Overview
Finance is a field of economics that deals with the study of money, capital markets, and how funds are managed. It includes areas like business, personal, public, fiscal, and monetary finance. In Farseer, the focus is on business (corporate) finance.
Corporate finance is about increasing company value for shareholders, choosing funding sources, managing capital structure, and using tools to allocate resources.
Financial managers focus more on short-term financial health (profitability, cash flow and working capital management), ensuring the company can operate safely and profitably. Their key tasks are:
Repaying debts on time.
Maintaining enough cash flow for daily expenses (materials, salaries, bills, rent).
Forecasting the need for funds based on budgets.
Deciding the right mix of debt and equity (capital structure).
Farseer helps financial managers handle these challenges through financial models, which make managing business finance easier and more efficient.
Fundamental Financial Statements
The three key financial statements are the balance sheet, income statement, and cash flow statement. Together, they provide a complete picture of a company’s financial position, performance, and liquidity.
Balance Sheet: Shows assets, liabilities, and equity at a specific date. It presents what the company owns and how those assets are financed, offering a snapshot of its financial position.
Income Statement: Reports revenues and expenses over a period, resulting in profit or loss. It also serves as the basis for calculating financial indicators such as liquidity, profitability, solvency, and efficiency.
Cash Flow Statement: Tracks cash inflows and outflows from operations, investments, and financing activities, making it a key measure of liquidity.
Consolidation: When a parent company owns more than 50% of another company (subsidiary), their financial statements are combined into consolidated reports.
CAPEX (Capital Expenditures/Capital Costs) are funds that a company spends on purchasing, upgrading or funds invested in long-term assets such as buildings, equipment, or technology. They represent larger, one-time investments that bring value over time.
Examples: buying machinery, constructing or renovating facilities, investing in software, or upgrading infrastructure.
OPEX (Operating Expenditures) are costs of daily business operations. Unlike CAPEX, they do not create long-term assets but keep the business running.
Examples: salaries, rent, utilities, materials, marketing, and equipment maintenance.
In short, CAPEX = long-term investments, while OPEX = ongoing operational costs.

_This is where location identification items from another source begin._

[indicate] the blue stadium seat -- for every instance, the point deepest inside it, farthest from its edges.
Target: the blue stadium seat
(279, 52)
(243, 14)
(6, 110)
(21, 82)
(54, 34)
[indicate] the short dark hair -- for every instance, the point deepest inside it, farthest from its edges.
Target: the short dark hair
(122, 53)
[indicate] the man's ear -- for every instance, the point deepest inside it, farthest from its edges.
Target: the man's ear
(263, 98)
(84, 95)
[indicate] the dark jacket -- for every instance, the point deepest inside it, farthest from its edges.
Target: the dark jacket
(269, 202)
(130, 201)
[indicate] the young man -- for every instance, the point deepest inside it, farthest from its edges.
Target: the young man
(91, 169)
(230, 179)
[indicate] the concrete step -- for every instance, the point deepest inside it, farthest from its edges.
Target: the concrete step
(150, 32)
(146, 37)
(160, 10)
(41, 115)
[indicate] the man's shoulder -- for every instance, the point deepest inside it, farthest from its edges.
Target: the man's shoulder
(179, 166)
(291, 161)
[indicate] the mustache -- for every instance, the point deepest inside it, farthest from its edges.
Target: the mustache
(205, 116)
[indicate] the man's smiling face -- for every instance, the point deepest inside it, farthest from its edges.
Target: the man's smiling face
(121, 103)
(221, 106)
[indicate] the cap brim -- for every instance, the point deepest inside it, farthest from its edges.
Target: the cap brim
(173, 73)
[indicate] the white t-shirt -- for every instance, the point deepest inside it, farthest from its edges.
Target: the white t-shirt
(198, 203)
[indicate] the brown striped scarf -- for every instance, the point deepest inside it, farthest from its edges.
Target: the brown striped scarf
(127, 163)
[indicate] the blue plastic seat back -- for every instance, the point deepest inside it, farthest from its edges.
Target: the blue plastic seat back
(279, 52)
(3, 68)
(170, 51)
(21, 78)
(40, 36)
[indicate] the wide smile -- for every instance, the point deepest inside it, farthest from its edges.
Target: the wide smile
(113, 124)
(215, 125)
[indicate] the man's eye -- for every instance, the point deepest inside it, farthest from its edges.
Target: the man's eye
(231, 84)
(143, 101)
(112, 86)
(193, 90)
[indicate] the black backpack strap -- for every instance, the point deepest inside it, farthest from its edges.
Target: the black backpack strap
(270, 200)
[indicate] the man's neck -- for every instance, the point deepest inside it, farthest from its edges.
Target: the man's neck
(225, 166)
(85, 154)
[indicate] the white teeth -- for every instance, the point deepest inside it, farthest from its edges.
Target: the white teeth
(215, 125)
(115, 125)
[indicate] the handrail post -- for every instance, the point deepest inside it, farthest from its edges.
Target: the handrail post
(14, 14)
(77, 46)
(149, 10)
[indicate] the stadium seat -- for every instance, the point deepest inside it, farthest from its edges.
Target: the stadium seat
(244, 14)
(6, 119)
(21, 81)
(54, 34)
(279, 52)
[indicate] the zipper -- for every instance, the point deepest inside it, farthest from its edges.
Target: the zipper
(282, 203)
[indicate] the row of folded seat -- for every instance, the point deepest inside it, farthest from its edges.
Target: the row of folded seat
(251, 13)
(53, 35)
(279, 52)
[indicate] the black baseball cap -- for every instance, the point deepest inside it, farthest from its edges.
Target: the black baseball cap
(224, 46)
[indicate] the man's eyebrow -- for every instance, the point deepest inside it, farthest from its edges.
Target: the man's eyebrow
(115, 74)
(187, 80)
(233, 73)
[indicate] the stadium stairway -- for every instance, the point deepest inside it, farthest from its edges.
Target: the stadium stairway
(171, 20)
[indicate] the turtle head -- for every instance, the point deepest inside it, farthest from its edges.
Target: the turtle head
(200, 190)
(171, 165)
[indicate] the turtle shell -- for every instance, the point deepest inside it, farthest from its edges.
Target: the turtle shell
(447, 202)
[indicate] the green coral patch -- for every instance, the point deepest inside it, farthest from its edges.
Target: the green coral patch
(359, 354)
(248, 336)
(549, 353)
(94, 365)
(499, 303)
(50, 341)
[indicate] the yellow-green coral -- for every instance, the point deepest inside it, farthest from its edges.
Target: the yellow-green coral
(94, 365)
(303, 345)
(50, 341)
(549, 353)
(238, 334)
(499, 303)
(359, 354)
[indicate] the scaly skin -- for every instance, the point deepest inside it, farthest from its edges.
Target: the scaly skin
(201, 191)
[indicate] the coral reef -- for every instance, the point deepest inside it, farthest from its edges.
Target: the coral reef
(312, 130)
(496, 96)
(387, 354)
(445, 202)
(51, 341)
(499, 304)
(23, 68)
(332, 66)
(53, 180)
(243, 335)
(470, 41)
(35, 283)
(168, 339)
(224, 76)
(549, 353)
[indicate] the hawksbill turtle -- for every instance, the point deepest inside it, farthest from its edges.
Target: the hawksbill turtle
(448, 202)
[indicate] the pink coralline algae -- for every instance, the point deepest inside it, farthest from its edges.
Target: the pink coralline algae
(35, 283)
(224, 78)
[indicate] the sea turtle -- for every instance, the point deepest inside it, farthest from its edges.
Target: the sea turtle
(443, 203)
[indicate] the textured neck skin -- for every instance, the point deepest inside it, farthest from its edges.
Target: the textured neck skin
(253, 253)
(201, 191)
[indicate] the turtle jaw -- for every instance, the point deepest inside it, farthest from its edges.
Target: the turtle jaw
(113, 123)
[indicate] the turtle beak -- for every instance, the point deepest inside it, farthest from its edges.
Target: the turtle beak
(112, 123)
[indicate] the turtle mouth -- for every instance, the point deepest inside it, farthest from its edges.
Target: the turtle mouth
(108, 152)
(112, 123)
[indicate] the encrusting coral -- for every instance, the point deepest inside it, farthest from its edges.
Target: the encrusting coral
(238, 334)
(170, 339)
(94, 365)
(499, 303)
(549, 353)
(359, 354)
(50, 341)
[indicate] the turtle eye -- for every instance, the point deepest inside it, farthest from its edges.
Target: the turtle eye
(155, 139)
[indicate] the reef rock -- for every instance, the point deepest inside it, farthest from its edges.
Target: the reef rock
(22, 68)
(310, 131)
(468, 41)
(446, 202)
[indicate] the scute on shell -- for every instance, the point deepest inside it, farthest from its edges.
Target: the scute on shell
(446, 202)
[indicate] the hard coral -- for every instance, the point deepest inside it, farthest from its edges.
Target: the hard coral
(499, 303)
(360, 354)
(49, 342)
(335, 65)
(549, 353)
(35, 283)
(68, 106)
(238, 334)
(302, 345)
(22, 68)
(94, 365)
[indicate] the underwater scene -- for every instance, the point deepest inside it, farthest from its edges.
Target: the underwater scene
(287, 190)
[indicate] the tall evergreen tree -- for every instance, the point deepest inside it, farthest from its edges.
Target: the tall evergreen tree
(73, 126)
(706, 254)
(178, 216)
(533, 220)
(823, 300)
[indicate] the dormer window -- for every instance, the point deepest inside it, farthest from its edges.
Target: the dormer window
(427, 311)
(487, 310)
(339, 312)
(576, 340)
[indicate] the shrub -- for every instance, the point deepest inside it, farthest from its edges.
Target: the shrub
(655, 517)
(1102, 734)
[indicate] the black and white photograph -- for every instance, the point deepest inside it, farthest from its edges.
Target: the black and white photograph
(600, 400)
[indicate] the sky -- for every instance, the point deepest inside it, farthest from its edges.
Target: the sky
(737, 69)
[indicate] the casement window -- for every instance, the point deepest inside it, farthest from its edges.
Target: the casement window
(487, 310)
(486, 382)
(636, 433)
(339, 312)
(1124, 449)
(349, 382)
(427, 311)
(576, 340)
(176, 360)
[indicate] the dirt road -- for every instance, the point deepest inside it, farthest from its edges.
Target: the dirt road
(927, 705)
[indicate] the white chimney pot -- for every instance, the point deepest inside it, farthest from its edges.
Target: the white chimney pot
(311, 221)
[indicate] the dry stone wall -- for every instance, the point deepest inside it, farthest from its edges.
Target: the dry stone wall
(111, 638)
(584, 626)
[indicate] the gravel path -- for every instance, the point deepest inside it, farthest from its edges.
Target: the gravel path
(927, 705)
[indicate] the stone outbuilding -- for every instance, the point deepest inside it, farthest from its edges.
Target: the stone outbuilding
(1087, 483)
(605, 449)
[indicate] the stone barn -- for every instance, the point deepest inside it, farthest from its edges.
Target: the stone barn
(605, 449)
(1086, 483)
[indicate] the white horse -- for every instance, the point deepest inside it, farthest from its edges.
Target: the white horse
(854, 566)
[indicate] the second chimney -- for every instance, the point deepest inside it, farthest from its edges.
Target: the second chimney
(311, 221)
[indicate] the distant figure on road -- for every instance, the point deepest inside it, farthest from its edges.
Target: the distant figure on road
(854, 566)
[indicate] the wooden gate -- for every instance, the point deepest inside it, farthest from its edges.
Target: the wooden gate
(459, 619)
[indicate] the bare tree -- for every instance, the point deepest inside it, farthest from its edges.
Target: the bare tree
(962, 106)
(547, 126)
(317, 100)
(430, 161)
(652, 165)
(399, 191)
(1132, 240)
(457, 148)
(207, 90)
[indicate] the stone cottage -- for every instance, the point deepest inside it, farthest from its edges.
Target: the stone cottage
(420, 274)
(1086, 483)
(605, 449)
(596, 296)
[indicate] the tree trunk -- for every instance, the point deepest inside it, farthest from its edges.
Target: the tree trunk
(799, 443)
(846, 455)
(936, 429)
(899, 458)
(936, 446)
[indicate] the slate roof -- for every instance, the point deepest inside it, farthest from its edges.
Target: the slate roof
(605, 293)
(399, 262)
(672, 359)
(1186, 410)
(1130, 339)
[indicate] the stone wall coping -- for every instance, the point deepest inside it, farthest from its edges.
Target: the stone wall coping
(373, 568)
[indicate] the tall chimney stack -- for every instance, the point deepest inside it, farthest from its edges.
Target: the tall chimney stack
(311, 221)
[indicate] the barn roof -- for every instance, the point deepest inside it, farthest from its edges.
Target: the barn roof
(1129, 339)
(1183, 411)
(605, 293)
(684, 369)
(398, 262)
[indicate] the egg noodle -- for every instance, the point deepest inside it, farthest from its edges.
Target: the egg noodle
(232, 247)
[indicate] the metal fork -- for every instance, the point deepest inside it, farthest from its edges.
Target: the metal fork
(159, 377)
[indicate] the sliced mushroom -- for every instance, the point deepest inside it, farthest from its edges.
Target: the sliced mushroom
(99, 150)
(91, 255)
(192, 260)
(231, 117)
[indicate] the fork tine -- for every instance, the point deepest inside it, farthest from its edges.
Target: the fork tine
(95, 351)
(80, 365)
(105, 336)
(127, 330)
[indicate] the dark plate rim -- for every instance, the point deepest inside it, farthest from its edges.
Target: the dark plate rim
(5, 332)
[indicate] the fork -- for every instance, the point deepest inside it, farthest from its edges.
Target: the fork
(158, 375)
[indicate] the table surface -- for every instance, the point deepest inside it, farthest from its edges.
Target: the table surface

Cost Allocation with Allocation Keys
Cost Allocation with Allocation Keys is the process of assigning cost to different segments within an organization using predefined criteria/keys. This method helps in the fair and precise distribution of costs within different departments of a company.
Allocation Keys are criteria used to distribute costs fairly across departments or activities, based on how resources are consumed. Common allocation keys include:
Number of employees – for HR-related costs (wages, training, office space).
Square footage – for facility costs (rent, utilities, cleaning).
Machine hours – for equipment-related costs (maintenance, depreciation).
Revenue or sales – for allocating administrative costs by contribution.
Example: A company must allocate €10,000 in electricity costs to three departments using square footage as the key:
Production (50%) → €5,000
Administration (30%) → €3,000
Sales (20%) → €2,000
This method ensures costs are distributed transparently and in proportion to actual resource usage, improving reporting accuracy and cost control.
Placing in the Context of Accounting
The General Ledger (GL) is the main document in an accounting system that contains all financial transactions of the company. GL provides a comprehensive overview of the organization’s financial state, it shows all revenues, expenses, liabilities and equity. GL data is often the basis for reporting and tools like Farseer.
Accounts: Records that track specific types of assets, liabilities, income, or expenses. Each account has a unique name and number.
Journal Entries: Transactions are first entered in a journal (with date, description, debit, and credit) and then posted to the appropriate accounts in the GL. For example, buying inventory increases the “Inventory” account and decreases “Cash.”
Synthetic vs. Analytical Accounts
Synthetic Accounts: Main accounts in the GL, used for summarized financial reporting (e.g., total assets, liabilities, revenues).
Analytical Accounts: Sub-accounts that provide detailed tracking and analysis of transactions, giving more precise insights into business activities.